We investigated changes at a molecular level in mouse CE exposed to chronic CS, and our data confirm that exposure to CS results in reduced CEC density accompanied by diminished levels of multiple collagen and extracellular matrix (ECM) proteins associated with DM.

Methods

Animals Included in the Study

The use of mice in this study was approved by The Johns Hopkins Animal Care and Use Committee, and all experiments were performed in accordance with the approved protocol consistent with the ARVO statement for the Use of Animals in Ophthalmic and Vision Research. The protocol for this study was approved by the Institutional Review Board of The Johns Hopkins University School of Medicine. C57BL/6J mice (stock #000664; The Jackson Laboratory, Bar Harbor, ME, USA) were used for all experiments.

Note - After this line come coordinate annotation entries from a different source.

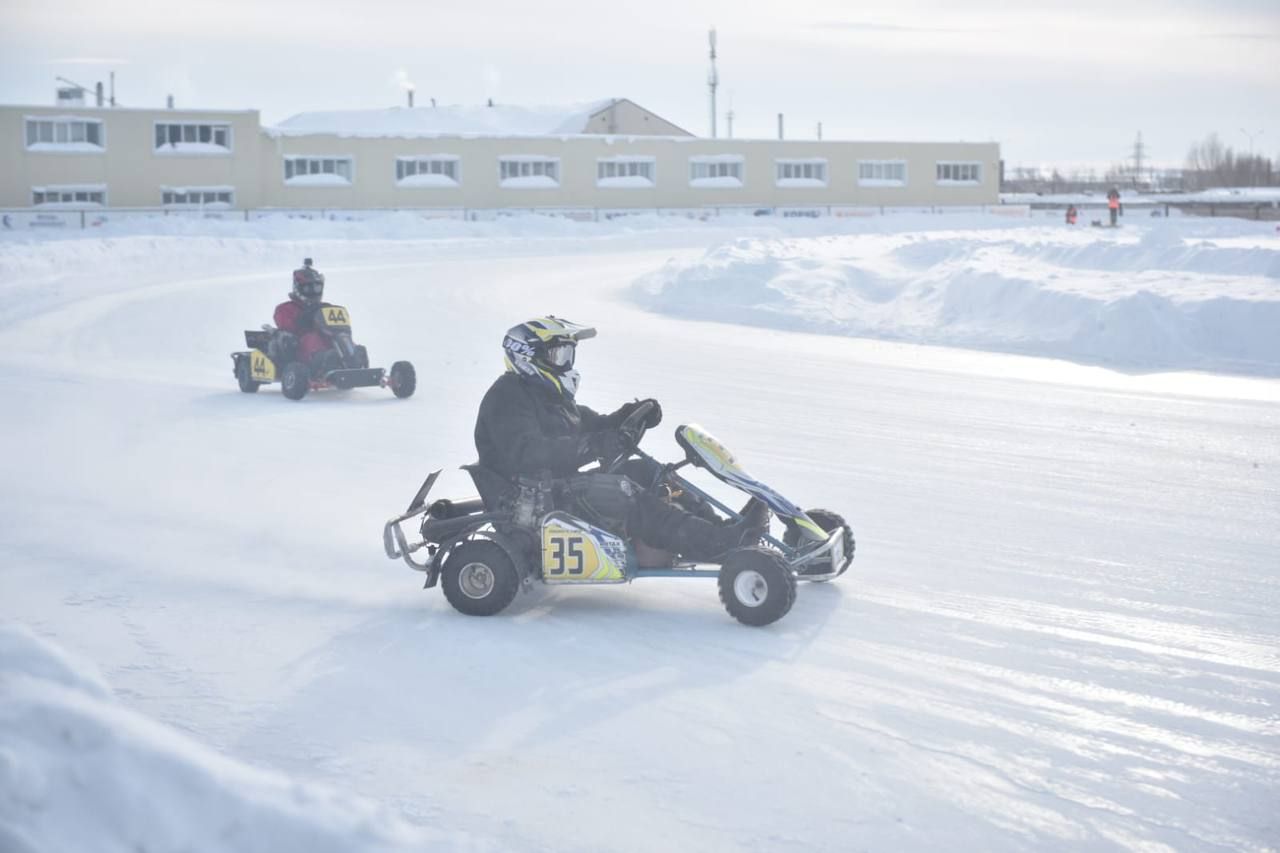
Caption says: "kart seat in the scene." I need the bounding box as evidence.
[462,462,516,512]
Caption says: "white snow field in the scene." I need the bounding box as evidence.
[0,216,1280,853]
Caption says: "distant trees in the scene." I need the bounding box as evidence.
[1001,133,1280,195]
[1183,133,1277,190]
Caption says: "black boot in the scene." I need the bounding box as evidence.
[630,496,769,561]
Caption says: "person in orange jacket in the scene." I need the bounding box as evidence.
[1107,187,1120,228]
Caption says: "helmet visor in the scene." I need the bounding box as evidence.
[547,343,577,370]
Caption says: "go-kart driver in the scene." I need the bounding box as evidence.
[268,257,329,365]
[475,316,769,560]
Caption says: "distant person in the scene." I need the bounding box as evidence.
[1107,187,1120,228]
[268,257,329,365]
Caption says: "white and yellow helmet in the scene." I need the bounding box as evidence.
[502,315,595,397]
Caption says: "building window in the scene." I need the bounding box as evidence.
[160,187,236,209]
[155,122,232,154]
[284,158,352,187]
[938,160,982,184]
[396,154,462,187]
[595,156,658,190]
[26,117,106,152]
[773,158,827,187]
[31,183,106,210]
[689,154,742,188]
[858,160,906,187]
[498,155,559,190]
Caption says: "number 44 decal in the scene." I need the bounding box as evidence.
[547,534,586,575]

The mice were exposed to CS as described previously.²¹ The study design included placing four 14-week-old pregnant mice (gestation days 18–20) in a whole-body exposure smoking chamber, and a few days later pups were born. Of these, four adult females along with 32 pups (16 male and 16 female) were exposed to CS for 5 hour/day, 5 day/week, and they remained in the chamber for a total of 105 days (3.5 months). In parallel, four adult females and 32 pups (16 male and 16 female) were housed at The Johns Hopkins animal facility for 3.5 months and served as the control (Ct). It is important to note that we used age-matched adult female mice to serve as a control to remain consistent with the age of the CS-exposed mice.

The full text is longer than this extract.